26). There is no question that many, probably most, of the rules Christ orders people to follow are admirable – being kind, generous, forgiving of others. However, the only reason ever offered for obeying the rules is the promise of entering “the kingdom of heaven” to those who are faithful to “the will of my father who is in heaven” (p. 27). It is interesting that in Matthew, the first book of the New Testament which is not a sacred Judaic text, it is the “gentiles” – those not descended from the Jews of the Old Testament – who are going to hell (p. 26).

Presumably, the expectation was that the descendants of the Jews of the Old Testament would obey the laws of the New Testament. But the principle is clear: heaven is to be reserved for those who are faithful to Christianity. Indeed, going further than the behaviorists, Christ applied obeying the rules not only to behavior but also to thought (the phrase “your father who sees in secret” is repeated several times, p. 26). In fact, he discouraged public displays of religious behavior {“the hypocrites . . . pray in the synagogues . . . when you pray, go to your room and shut the door .

. . ” p. 26}, an interesting implicit position on items on the Evangelical Christian agenda. Oddly, there is clearly a contradiction to the overall theme of heavenly rewards and the punishment of hell to those who do and do not obey. Not only do earthly rewards seem to be promised (“Ask, and it will be given you,” p. 27) – but these rewards are promised regardless of virtue (“If you, then, who are evil, know how to give good gifts to your children, how much more will your Father who is in heaven give good things to those who ask him! ” p. 27).

Despite any contradictions, it seems clear, based on Matthew, that a legal system that is “faith-based” would require laws with both enforceable rewards (e. g. , tax write-offs for charitable contributions) and punishments. Using Glaucon’s and/or Christ’s Theories in Establishing a Just Society Can – or should – Christian morality be the basis of a legal code? Actually, Christ answers this question when he notes that many will enter the “gate that is wide,” which “leads to destruction” and few will choose the “narrow” gate because “the way is hard” (p. 27).

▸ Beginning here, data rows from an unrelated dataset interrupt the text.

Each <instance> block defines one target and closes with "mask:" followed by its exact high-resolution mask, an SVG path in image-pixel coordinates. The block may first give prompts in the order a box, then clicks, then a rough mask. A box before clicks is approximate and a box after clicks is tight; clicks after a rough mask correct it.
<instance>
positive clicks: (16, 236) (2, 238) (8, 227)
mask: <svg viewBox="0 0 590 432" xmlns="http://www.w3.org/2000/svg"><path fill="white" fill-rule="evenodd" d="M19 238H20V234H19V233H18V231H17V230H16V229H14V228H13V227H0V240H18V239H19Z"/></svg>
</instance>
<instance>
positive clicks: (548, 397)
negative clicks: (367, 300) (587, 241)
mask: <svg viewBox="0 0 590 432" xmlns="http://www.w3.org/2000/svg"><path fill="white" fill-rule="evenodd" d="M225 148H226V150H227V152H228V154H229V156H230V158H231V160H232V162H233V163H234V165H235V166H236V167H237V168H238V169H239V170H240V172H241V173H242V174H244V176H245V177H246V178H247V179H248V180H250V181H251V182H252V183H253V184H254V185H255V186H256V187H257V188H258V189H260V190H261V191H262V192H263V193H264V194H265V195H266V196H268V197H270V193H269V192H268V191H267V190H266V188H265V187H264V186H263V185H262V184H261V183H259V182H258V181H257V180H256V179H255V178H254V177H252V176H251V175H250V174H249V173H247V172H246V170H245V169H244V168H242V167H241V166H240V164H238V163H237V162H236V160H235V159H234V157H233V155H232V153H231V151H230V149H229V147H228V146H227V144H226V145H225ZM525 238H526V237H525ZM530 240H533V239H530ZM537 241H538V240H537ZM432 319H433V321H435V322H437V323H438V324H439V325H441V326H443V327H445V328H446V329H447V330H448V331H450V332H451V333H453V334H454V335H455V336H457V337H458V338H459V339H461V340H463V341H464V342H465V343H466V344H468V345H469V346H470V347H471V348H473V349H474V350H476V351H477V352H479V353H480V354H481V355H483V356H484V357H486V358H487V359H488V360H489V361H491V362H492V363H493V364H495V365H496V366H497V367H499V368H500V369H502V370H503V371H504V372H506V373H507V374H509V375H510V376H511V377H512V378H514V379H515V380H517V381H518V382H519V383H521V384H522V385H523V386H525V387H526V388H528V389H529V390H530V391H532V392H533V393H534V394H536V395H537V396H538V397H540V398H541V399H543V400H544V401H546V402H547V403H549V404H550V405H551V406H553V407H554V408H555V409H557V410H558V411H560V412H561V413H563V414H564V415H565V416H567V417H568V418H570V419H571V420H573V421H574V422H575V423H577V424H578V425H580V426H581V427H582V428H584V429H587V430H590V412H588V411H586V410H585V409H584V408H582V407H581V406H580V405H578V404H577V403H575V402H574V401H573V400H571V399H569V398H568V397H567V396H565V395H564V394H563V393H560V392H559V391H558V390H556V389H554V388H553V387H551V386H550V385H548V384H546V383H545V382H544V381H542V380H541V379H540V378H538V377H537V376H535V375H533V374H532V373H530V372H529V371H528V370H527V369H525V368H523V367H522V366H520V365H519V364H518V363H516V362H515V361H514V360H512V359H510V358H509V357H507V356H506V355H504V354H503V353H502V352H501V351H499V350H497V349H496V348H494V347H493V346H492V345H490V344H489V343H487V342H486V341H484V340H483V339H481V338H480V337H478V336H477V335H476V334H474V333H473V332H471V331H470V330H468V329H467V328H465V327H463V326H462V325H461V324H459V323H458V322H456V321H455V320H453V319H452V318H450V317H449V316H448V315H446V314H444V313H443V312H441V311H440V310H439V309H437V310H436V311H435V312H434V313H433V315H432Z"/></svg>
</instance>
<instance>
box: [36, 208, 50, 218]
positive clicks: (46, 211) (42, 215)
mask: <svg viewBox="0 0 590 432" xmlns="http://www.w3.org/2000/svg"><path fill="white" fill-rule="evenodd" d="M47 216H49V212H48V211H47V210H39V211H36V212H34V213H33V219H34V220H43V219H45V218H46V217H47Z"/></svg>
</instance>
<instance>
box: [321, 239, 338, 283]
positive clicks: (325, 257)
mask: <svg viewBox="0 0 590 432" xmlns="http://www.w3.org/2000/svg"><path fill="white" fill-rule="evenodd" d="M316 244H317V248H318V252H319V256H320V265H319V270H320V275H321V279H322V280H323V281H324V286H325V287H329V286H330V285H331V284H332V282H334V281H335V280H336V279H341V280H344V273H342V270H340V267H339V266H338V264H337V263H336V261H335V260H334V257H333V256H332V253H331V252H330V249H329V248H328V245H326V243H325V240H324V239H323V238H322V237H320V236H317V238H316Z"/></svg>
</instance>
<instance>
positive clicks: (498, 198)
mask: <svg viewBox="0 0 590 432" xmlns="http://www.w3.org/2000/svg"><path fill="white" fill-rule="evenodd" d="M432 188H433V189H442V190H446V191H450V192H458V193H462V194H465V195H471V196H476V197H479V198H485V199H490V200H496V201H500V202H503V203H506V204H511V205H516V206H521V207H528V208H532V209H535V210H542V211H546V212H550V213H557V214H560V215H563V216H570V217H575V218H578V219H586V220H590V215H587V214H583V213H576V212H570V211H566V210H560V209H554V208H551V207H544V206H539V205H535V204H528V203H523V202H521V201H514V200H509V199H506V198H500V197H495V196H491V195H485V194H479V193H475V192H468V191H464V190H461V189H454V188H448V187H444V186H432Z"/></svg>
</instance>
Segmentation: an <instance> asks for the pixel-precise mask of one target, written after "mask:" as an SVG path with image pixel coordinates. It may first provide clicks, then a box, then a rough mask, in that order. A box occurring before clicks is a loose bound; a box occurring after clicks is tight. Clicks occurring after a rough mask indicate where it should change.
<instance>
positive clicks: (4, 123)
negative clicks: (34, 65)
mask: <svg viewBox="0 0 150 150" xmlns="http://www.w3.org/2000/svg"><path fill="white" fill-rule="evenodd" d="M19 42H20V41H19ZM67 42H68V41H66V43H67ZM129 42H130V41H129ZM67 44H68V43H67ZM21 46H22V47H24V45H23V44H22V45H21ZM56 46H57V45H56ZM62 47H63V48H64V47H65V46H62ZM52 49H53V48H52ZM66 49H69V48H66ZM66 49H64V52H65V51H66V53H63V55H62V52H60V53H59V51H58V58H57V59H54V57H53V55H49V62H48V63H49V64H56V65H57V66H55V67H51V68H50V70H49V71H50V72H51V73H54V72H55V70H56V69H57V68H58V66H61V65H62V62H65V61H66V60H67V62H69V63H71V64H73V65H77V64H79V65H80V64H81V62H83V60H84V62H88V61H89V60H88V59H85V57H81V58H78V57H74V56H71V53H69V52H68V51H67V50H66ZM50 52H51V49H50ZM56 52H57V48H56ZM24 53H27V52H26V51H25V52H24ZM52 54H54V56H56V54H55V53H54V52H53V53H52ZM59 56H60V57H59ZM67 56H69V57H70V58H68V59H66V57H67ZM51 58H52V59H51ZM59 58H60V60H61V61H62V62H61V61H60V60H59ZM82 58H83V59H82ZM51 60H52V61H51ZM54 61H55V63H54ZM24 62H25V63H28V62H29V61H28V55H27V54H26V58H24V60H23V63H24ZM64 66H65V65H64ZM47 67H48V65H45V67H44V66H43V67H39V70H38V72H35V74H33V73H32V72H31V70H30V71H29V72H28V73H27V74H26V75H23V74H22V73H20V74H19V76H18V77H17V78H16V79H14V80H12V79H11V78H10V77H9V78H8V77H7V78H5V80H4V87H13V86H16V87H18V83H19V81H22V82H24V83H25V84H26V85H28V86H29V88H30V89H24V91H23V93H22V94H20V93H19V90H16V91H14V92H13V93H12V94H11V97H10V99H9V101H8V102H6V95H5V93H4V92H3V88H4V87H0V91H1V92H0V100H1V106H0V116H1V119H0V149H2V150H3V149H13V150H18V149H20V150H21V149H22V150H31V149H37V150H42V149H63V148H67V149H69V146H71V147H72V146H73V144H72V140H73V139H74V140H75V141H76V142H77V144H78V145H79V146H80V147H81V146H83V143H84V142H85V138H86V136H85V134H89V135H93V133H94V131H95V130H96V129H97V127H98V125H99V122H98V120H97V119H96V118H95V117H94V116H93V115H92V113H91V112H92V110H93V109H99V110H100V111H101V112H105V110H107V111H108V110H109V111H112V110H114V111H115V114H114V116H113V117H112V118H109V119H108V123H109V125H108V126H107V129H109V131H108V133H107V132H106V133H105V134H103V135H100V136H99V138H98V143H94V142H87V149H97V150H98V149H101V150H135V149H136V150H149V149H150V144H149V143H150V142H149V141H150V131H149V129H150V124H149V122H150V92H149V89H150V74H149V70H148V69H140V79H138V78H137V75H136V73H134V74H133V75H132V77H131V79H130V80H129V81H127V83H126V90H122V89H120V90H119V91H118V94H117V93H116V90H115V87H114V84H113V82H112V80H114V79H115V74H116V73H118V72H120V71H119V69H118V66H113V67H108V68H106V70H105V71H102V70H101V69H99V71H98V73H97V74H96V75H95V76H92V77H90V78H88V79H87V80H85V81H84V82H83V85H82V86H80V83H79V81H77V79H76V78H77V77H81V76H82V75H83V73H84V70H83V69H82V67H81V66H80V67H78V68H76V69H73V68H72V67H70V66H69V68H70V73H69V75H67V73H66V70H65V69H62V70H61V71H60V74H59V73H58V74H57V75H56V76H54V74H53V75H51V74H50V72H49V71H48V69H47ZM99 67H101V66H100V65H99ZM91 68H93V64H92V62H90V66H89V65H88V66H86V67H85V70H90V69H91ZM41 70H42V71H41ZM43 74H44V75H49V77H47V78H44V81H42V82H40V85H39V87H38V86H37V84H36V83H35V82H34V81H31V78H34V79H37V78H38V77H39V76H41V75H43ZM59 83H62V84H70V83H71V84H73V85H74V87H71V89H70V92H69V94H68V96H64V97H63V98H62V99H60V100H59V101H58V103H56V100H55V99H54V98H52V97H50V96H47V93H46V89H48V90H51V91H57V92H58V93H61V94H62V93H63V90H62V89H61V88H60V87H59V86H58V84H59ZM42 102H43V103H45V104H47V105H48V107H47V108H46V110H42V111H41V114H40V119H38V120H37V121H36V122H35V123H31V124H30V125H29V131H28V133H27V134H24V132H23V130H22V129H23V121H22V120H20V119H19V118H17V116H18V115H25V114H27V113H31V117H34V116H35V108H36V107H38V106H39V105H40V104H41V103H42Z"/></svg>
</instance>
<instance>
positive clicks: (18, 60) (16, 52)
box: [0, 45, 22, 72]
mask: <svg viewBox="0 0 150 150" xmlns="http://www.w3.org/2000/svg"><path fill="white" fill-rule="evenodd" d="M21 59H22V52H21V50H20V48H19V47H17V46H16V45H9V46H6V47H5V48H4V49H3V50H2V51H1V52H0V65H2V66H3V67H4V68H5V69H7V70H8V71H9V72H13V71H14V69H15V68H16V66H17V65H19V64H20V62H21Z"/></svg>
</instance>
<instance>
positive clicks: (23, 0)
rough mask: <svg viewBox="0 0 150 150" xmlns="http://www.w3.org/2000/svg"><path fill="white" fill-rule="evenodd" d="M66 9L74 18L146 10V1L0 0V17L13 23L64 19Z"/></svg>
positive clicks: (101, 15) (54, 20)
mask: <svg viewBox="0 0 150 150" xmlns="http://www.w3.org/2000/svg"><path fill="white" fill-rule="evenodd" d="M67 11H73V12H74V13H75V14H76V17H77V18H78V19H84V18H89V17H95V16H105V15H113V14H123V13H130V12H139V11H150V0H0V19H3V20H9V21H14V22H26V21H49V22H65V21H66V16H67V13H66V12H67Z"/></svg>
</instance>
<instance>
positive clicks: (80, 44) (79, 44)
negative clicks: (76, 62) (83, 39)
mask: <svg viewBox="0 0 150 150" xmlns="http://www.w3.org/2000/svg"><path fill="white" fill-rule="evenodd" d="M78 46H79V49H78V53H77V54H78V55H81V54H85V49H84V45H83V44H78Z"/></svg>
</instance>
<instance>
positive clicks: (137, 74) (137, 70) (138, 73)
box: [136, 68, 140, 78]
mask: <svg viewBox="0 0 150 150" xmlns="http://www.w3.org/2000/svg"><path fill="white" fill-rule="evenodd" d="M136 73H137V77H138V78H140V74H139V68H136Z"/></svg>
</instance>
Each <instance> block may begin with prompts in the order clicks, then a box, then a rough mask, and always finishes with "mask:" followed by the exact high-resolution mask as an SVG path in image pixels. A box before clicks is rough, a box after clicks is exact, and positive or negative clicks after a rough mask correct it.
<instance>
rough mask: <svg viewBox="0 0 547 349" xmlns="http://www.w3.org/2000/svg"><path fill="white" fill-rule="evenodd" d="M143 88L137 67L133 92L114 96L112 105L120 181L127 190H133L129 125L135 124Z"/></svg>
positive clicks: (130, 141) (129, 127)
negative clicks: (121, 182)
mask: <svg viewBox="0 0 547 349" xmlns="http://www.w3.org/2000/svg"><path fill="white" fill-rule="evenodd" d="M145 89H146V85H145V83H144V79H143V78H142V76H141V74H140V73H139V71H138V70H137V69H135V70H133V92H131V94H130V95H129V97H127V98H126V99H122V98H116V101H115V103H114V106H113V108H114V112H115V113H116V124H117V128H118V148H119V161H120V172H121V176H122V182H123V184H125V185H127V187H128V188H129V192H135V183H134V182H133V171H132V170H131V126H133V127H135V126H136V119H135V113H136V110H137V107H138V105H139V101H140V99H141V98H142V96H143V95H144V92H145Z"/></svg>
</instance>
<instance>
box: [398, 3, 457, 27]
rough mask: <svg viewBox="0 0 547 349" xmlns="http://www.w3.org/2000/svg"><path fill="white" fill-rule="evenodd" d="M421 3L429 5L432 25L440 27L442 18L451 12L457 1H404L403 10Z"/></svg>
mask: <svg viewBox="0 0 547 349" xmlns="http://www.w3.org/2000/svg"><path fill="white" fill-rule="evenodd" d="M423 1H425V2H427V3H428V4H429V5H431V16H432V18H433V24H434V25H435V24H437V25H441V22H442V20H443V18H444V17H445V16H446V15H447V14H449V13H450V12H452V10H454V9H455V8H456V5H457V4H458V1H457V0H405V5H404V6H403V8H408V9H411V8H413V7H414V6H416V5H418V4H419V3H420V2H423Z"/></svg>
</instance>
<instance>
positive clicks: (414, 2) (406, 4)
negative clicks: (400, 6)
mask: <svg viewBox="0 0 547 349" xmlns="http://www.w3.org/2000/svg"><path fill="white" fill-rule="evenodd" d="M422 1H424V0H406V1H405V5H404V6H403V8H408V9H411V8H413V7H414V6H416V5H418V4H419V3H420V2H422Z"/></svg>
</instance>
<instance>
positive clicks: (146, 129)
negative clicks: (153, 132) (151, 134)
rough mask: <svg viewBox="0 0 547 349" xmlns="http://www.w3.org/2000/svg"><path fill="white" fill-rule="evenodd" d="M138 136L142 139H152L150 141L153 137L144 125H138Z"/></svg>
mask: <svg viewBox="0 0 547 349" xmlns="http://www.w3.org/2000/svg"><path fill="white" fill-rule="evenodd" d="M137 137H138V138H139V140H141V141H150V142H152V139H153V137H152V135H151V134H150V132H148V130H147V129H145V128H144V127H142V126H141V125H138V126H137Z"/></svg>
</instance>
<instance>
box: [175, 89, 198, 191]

The implication is that using religion to gain compliance and acceptance of one’s position in society doesn’t work (that large numbers do not choose religion as their “opiate”). There also is a question about whether we should be encouraging “obedience” to authority as an admirable value. Regarding Glaucon, regardless of what people do or do not admit to themselves, given the bloody history of civilization and the fact that every minute or every day at least one person is inflicting on another the kind of cruelty that should not occur in any civilized society, it would seem clear that there must be laws protecting people from each other.


Matthew (80 A. D. /2003). The gospel of Matthew. In D. Devine, et al. (Eds. ). Western vision and American values: The Kirkpatrick signature series reader (pp. 25-28). Acton, MA: Bellevue UP. Plato (360 B. C. /2003). The story of Gyges. In D. Devine, et al. (Eds. ). Western vision and American values: The Kirkpatrick series reader (pp. 314-315).